Two days ago a western news dispatch informed that in mid-August the US army exhibited a tele-guided helicopter along with robots capable of working as sappers, 2500 of which have been sent into combat zones.
A company marketing robots maintained that the new technologies would revolutionize the manner of directing the war. It has been published that in 2003 the US barely had enough robots in its arsenal and, according to AFP, “today it has 10,000 land vehicles as well as 7000 air devices, from the small Raven that can be hand-launched right up to the gigantic Global Hawk, a spy plane 13 meters long and with a 35 meter wingspan capable of flying at great altitudes for 35 hours.” This dispatch lists other weapons as well.
While the United States is spending such huge figures in killing technology, the president of that country is sweating buckets trying to bring health services to 50 million Americans who don’t have them. There is such confusion that the new president said that he felt he was closer than ever to achieving reform of the health care system but that the battle is becoming fierce.

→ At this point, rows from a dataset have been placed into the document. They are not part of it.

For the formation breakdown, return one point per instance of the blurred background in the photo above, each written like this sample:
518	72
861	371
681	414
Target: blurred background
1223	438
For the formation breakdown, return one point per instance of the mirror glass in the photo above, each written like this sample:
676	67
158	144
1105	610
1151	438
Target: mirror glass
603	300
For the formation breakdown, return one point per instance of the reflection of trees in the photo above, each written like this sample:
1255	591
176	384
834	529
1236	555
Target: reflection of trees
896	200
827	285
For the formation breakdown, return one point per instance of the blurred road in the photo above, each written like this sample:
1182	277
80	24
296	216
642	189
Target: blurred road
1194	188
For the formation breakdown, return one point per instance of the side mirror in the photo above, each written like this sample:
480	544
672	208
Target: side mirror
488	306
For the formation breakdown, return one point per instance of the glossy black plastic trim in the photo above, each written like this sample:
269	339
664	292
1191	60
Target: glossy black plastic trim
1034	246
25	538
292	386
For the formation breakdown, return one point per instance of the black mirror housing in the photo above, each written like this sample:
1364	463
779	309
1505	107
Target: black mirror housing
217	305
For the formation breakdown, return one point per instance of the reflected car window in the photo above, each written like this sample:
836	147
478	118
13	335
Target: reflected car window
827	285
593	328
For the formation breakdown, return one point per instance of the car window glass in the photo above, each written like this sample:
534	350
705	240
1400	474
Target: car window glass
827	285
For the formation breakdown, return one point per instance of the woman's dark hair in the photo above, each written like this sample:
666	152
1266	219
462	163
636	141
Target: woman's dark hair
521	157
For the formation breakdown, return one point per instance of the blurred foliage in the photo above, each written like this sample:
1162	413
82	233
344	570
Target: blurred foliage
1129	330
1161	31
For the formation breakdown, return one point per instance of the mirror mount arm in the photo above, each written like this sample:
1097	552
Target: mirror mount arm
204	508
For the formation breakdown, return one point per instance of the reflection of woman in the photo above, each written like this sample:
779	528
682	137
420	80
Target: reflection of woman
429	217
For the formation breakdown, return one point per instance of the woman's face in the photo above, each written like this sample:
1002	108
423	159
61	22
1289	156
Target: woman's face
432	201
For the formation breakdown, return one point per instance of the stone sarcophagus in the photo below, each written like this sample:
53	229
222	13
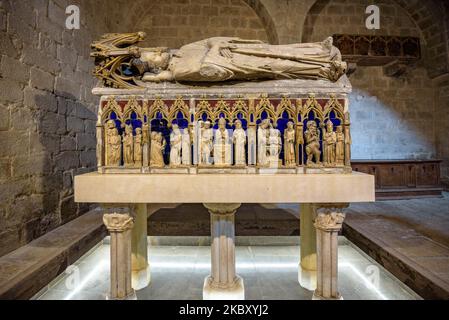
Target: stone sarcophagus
151	121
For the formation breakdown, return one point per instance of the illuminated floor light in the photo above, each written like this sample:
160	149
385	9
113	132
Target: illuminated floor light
365	280
92	274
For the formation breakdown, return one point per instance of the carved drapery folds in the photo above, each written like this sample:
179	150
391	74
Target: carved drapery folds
266	132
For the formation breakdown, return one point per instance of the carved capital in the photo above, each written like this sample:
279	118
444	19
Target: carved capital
117	222
222	208
329	217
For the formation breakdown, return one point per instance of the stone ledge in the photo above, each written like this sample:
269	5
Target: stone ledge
424	281
28	269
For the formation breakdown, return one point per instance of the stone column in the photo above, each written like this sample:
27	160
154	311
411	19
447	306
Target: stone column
223	283
328	222
139	249
100	147
119	224
307	265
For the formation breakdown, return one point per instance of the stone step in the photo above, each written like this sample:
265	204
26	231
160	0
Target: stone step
28	269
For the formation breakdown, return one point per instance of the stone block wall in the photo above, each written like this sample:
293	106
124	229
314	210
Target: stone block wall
173	23
47	118
442	125
392	118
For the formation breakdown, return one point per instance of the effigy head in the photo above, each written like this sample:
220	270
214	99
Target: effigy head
157	59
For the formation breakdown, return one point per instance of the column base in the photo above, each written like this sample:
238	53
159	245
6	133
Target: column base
141	278
307	278
318	297
236	292
131	296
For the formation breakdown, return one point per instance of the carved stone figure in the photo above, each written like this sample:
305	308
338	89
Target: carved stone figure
312	144
222	145
128	146
175	146
206	144
138	141
262	142
329	143
340	147
157	149
289	145
275	145
113	144
186	148
239	139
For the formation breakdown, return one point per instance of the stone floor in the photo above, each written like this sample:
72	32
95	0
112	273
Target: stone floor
269	272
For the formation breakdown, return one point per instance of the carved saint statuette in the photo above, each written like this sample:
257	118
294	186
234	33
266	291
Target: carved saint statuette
128	146
312	144
138	142
239	139
206	144
340	147
113	144
289	145
157	150
329	143
222	146
186	148
175	145
262	142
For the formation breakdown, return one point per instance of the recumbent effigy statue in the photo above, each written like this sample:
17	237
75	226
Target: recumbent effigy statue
221	104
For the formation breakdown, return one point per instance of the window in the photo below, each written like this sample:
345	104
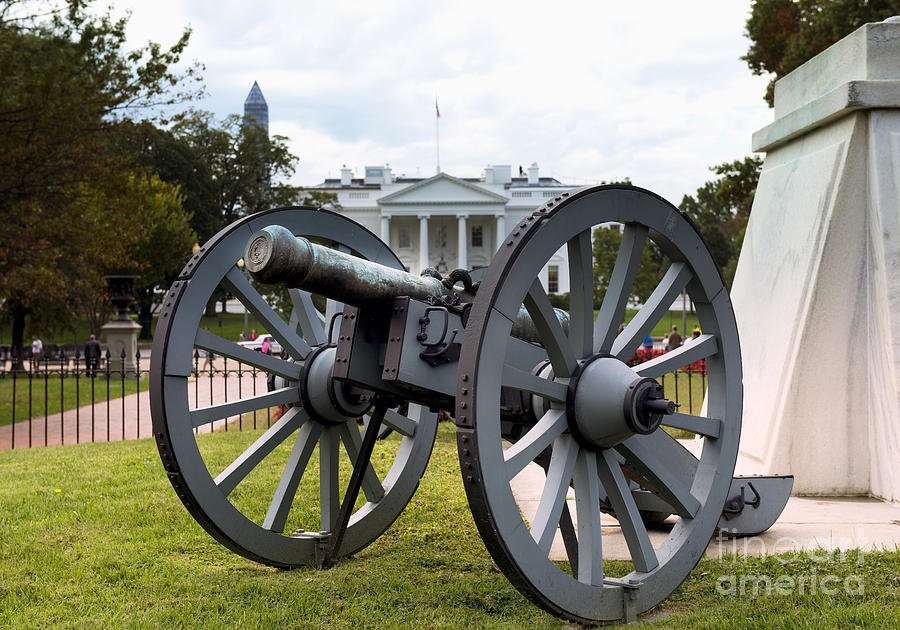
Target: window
553	279
477	236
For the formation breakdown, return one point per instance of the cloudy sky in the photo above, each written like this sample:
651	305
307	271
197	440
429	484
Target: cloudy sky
590	90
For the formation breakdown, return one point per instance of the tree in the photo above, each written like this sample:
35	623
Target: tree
721	209
243	164
786	33
68	82
606	244
320	199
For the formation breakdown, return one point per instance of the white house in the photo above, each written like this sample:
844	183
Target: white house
448	222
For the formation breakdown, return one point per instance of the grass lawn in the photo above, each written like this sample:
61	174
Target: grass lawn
230	325
52	394
95	537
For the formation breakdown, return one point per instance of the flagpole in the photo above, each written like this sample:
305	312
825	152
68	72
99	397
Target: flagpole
437	134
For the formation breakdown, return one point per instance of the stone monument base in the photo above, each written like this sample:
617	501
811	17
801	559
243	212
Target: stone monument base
122	335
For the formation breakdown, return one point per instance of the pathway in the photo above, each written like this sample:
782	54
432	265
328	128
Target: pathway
127	417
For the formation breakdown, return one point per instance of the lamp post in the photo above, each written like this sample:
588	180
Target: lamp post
121	332
244	271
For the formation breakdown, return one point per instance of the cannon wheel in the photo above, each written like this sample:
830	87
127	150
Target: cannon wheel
207	486
599	470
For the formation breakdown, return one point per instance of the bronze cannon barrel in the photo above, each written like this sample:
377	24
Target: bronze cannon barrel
275	256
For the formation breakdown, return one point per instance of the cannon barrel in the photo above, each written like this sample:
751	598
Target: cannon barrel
275	256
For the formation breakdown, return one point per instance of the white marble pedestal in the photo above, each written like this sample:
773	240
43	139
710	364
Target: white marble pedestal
817	288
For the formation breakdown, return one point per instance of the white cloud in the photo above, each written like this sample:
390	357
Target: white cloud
590	90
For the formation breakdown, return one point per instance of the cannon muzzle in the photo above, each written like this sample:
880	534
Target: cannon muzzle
275	256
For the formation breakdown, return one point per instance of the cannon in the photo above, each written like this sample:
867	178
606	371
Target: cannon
525	384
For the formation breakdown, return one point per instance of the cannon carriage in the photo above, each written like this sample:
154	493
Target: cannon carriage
523	381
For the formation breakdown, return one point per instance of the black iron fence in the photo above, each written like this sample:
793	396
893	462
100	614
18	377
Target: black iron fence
65	398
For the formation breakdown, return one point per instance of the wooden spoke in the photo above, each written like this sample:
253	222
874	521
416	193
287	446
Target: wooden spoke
229	478
587	510
710	427
655	456
695	349
329	500
400	423
276	517
581	294
274	398
208	341
612	311
642	553
533	443
559	476
520	379
306	320
352	440
676	278
265	314
550	331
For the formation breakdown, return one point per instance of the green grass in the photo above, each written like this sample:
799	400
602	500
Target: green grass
673	318
94	537
228	325
53	386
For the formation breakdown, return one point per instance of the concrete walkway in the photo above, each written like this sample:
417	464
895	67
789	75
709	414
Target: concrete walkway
127	417
807	523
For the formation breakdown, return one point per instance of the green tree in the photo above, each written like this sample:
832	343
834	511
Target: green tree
68	82
243	165
243	162
721	209
786	33
320	199
605	246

He added that the story is clear, that every time health care reforms seem closer on the horizon, special interests fight with everything they’ve got applying their leverage, launching publicity campaigns and using their political allies to scare the American people.
The fact is that in Los Angeles 8000 people – most of them unemployed, according to the press – turned up in a stadium to receive medical care from a traveling free clinic that provides services to the Third World. The crowds had spent the night there. Some of them had traveled from as far away as hundreds of miles.
“’What do I care whether it’s socialist or not? We’re the only country in the world where the most vulnerable people have nothing’, said a college-educated woman from a black neighborhood.”
According to the report “a blood test can cost 500 dollars and a routine dental treatment more than 1000 dollars.”
What kind of hope can that society offer the world?
The lobbyists in Congress make their profits working against a simple law intended to provide medical care to tens of millions of poor people, mostly blacks and Latinos who lack it. Even a blockaded country like Cuba has been able to do it and is even cooperating with dozens of countries in the Third World.
If robots in the hands of the transnationals can replace imperial soldiers in the wars of conquest, who will stop the transnationals in their quest for a market for their artifacts? Just as they have flooded the world with automobiles that today compete with mankind for the consumption of non-renewable energy and even foods converted into fuel, so too they can flood the world with robots that would displace millions of workers from their workplaces.
Better yet, scientists could also design robots capable of governing; that way they could spare the US government and Congress that terrible, contradictory and confusing work.
No doubt they would do it better and cheaper.